History
The Blauwe Pan is Bonaire’s oldest salt pan and has been in use since the early Dutch occupation of the island in the seventeenth century. Its sandy anchorage area is much wider than the one at Oranje Pan, and it is much better protected from rough seas. Therefore, no anchors are found in Blauwe Pan’s anchorage. However, contrary to Oranje Pan, where ballast stones are mostly found along the dropoff, at Blauwe Pan, they are also found in the shallow sandy area. As at the other salt pans in southern Bonaire, here too ships would attach a rope from the anchor cable to a bollard on shore in case their anchors started to drag. Bollards at Blauwe Pan were not made of stone, however, but consisted of cannons that were partly buried.
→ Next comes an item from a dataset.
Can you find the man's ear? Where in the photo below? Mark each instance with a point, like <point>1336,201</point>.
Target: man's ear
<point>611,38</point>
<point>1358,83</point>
Suitable anchoring ground was marked by a blue obelisk which was built in the 1830s.
Blauwe Pan is the only southern salt pan indicated on Bonaire’s oldest maps dating to 1794 and 1825. By the mid-nineteenth century, however, this pan was not used as much as the other salt pans in the south, as it was located too far inland from the beach.
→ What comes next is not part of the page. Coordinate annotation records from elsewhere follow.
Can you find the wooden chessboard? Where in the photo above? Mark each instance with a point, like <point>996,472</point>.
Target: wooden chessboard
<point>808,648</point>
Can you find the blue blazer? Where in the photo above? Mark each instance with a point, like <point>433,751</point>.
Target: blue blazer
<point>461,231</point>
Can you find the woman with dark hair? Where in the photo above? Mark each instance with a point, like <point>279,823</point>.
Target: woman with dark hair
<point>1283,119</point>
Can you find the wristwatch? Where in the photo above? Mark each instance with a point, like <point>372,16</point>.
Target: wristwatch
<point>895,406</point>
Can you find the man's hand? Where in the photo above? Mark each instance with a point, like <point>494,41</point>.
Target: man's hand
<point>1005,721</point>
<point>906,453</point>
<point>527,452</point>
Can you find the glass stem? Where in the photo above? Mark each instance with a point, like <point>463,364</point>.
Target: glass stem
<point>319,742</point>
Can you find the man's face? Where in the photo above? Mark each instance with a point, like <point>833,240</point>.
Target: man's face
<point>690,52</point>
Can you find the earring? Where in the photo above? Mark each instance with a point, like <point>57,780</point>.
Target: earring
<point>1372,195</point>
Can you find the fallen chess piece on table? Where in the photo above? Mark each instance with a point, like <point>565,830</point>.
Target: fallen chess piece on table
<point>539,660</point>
Enslaved labourers worked the Blauwe Pan for over two centuries until abolition, after which paid workers continued in much the same way. This changed in the 1960s, when the salt operation at Blauwe Pan was expanded and modernized. The pans were enlarged, manual labour was replaced by heavy machinery, and a pier with a conveyor belt was built for large ships to take in salt. The blue obelisk is still standing, as is another historic building made of coral rubble and lime mortar. It is unclear what this building was used for; it might have been the overseers house or used for storage.